Machine Translation Experiments on PADIC: A Parallel Arabic DIalect Corpus

We present in this paper PADIC, a Parallel Arabic DIalect Corpus we built from scratch, then we conducted experiments on crossdialect Arabic machine translation. PADIC is composed of dialects from both the Maghreb and the Middle-East. Each dialect has been aligned with Modern Standard Arabic (MSA). Three dialects from Maghreb are concerned by this study: two from Algeria, one from Tunisia, and two dialects from the MiddleEast (Syria and Palestine). PADIC has been built from scratch because the lack of dialect resources. In fact, Arabic dialects in Arab world in general are used in daily life conversations but they are not written.
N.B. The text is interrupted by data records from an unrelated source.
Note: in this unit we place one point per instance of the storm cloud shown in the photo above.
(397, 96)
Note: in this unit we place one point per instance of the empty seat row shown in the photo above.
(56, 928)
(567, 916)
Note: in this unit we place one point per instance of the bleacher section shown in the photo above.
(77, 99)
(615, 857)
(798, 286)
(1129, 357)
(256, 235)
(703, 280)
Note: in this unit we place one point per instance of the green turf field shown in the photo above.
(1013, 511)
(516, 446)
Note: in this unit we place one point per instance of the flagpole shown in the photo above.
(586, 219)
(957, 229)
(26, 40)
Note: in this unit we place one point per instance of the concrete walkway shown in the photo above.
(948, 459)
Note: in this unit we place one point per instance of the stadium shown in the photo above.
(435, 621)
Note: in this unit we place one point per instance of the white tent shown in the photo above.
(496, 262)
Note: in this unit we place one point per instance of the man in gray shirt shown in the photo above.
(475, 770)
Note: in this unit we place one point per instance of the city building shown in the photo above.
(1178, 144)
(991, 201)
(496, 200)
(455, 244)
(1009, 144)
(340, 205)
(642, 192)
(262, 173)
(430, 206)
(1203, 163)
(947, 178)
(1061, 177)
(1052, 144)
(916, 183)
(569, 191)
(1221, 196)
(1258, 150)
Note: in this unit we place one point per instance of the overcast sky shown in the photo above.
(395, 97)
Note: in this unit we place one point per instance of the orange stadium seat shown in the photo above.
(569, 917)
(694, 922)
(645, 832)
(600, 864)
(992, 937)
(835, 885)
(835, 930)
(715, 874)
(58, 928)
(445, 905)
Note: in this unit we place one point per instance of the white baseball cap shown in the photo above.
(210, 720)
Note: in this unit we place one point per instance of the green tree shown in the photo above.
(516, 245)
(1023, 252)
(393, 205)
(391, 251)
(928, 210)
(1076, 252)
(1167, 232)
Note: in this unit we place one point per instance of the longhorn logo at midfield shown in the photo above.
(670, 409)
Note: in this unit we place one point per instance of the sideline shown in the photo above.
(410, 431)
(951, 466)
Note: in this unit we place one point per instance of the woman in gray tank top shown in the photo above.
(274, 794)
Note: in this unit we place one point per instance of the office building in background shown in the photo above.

At the best of our knowledge, PADIC, up to now, is the largest corpus in the community working on dialects and especially those concerning Maghreb. PADIC is composed of 6400 sentences for each of the 5 concerned dialects and MSA. We conducted cross-lingual machine translation experiments between all the language pairs. For translating to MSA we interpolated the corresponding Language Model (LM) with a large Arabic corpus based LM. We also studied the impact of language model smoothing techniques on the results of machine translation because this corpus, even it is the largest one, it still very small in comparison to those used for translation of natural languages.